Vom 13. bis 15. Februar fand im Deutschen Tischtennis-Zentrum (DTTZ) in Düsseldorf der zweite Präsenzblock der aktuellen B‑Trainer-Ausbildung statt (Bericht vom ersten Wochenende). Drei intensive Tage voller Theorie, Praxis und wertvollem Austausch boten den zwölf Teilnehmenden erneut die Möglichkeit, ihr Wissen und ihre Trainerkompetenzen weiter zu vertiefen.

 

Im Mittelpunkt des Wochenendes standen verschiedene trainings- und coachingspezifische Themen, die von Lehrreferent Jens Stötzel praxisnah vermittelt und gemeinsam erarbeitet wurden. Ergänzt wurde dies durch vielseitige Trainingseinheiten in der Halle, in denen die angehenden B‑Trainer das zuvor Besprochene unmittelbar umsetzen und reflektieren konnten. Ein besonderes Highlight bot der Freitagabend: Der gemeinsame Besuch eines Champions-League-Spiels auf deutschem Boden sorgte nicht nur für sportliche Begeisterung, sondern erlaubte den Teilnehmenden auch, taktische und technische Inhalte am absoluten Spitzentischtennis zu beobachten.
Seit dem ersten Ausbildungsblock hatten die Teilnehmenden rund acht Wochen Zeit, um ein individuelles Videoprojekt zu erarbeiten.
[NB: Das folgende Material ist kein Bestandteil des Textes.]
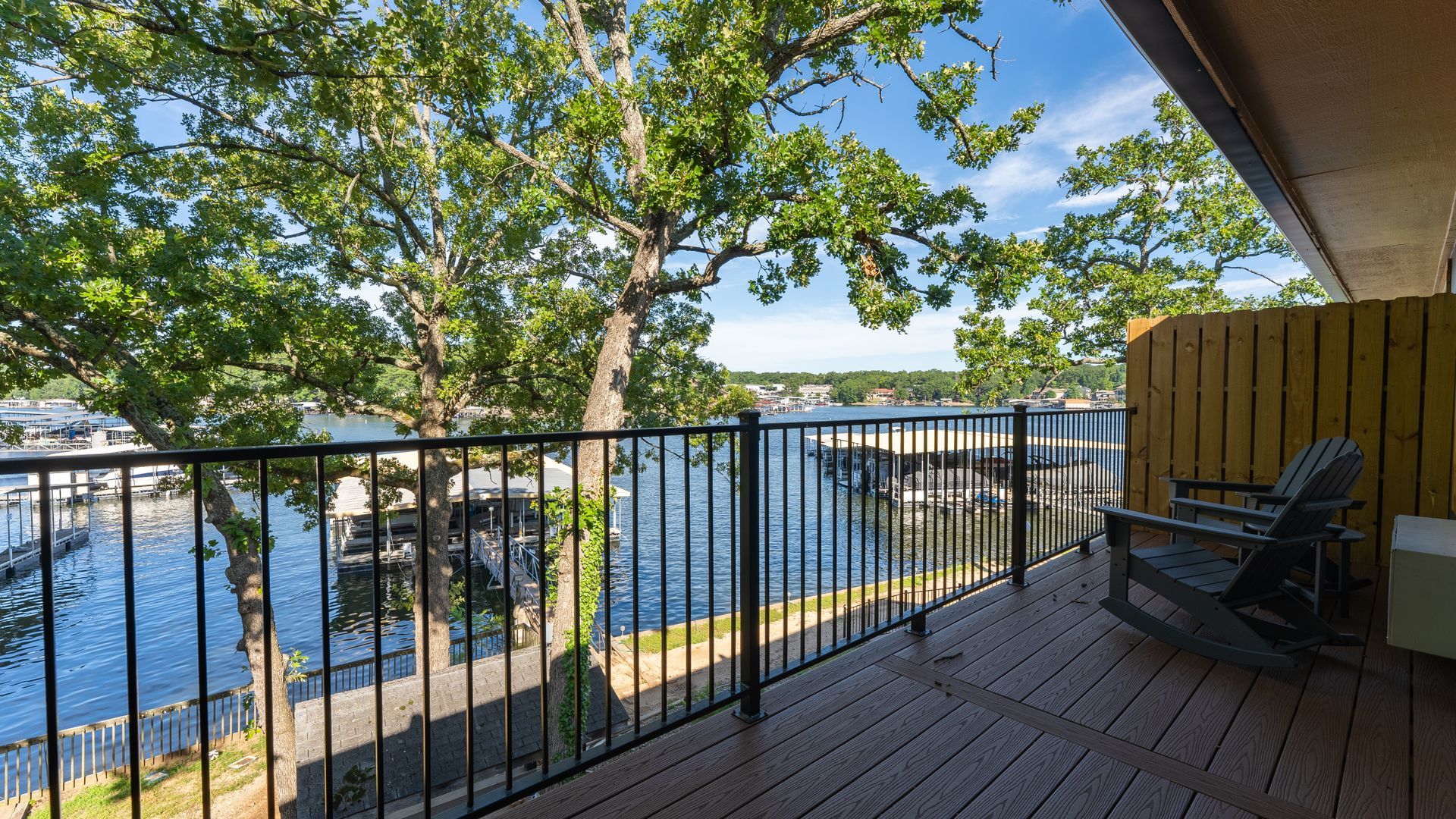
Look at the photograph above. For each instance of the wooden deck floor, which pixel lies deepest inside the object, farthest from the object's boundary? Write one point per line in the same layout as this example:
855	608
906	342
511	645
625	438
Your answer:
1037	703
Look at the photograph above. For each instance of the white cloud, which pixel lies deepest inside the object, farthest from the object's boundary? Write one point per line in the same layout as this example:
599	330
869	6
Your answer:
1104	112
832	338
1014	175
1112	110
1091	200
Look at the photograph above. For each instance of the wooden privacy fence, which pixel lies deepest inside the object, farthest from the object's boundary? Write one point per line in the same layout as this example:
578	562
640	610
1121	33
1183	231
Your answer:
1235	395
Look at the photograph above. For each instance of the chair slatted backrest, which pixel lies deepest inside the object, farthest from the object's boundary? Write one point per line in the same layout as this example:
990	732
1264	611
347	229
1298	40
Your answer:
1304	465
1264	569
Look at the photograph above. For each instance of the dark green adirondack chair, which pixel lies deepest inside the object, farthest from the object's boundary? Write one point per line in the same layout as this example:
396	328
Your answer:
1272	497
1216	591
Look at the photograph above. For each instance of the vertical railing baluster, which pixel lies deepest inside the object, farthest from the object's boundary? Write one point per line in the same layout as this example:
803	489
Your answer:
750	706
268	630
546	627
783	538
864	532
712	594
422	547
201	639
53	727
766	639
661	576
734	623
833	535
576	585
688	576
468	553
819	539
378	601
606	583
637	601
509	589
1018	493
133	689
874	497
802	556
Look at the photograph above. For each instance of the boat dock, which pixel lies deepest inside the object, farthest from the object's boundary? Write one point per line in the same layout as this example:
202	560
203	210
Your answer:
24	557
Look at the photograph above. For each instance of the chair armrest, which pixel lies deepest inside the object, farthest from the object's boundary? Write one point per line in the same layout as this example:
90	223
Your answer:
1266	497
1187	528
1245	515
1216	485
1225	510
Jeder Trainerin wählte dafür eine Spielerin oder einen Spieler aus, die bzw. der über diesen Zeitraum detailliert analysiert wurde. Die entstandenen Projekte zeigten eindrucksvoll, mit welcher Sorgfalt und Kreativität die Aufgaben umgesetzt wurden. Viele der Ideen regen bereits jetzt zum Nachmachen an und brachten wertvolle Impulse für den Austausch im Präsenzlehrgang.
Während der Projektphase standen Verbandstrainer Daniel Gerhards und Lehrreferent Jens Stötzel den Auszubildenden jederzeit beratend zur Seite und begleiteten die Entwicklung der Analysen intensiv. Und dies bleibt auch über Landesgrenzen hinaus in Erinnerung, wie ein Teilnehmer aus Niedersachsen mitteilt: „Die Projektwoche empfand ich im positiven Sinne sehr fordernd. Man hatte nie das Gefühl alleine dazustehen, da die Trainer immer mit Rat zur Stelle waren. Es war ein ständiger Austausch zwischen Kollegen. Auch hier wiederhole ich mich, es lohnt sich 100% die Ausbildung in NRW zu machen 😊“.  Es großes Lob für unsere Referenten (zu denen auch Verbandscheftrainer Stephan Schulte-Kellingshaus gehörte)

hochkonzentriert bei der Klausur – die diesjährigen Teilnehmer der B-Ausbildung

Ein inhaltlicher Schwerpunkt des Präsenzwochenendes, der vielen Teilnehmenden besonders in Erinnerung blieb, war das Thema Coaching. Von Kommunikationsformen über Matchbetreuung bis hin zu taktischen Entscheidungen wurden zentrale Aspekte des Trainerhandelns (nochmals) besprochen, diskutiert und vertieft.
Am Sonntagmorgen stand abschließend die schriftliche Prüfung auf dem Programm. Damit wurde der theoretische Teil der Ausbildung offiziell abgeschlossen.

Wir wünschen allen angehenden B‑Trainerinnen und B‑Trainern viel Erfolg für die noch anstehende praktische Prüfung – und weiterhin eine glückliche Hand im Umgang mit ihren Talenten sowie den Spielerinnen und Spielern in ihren Vereinen!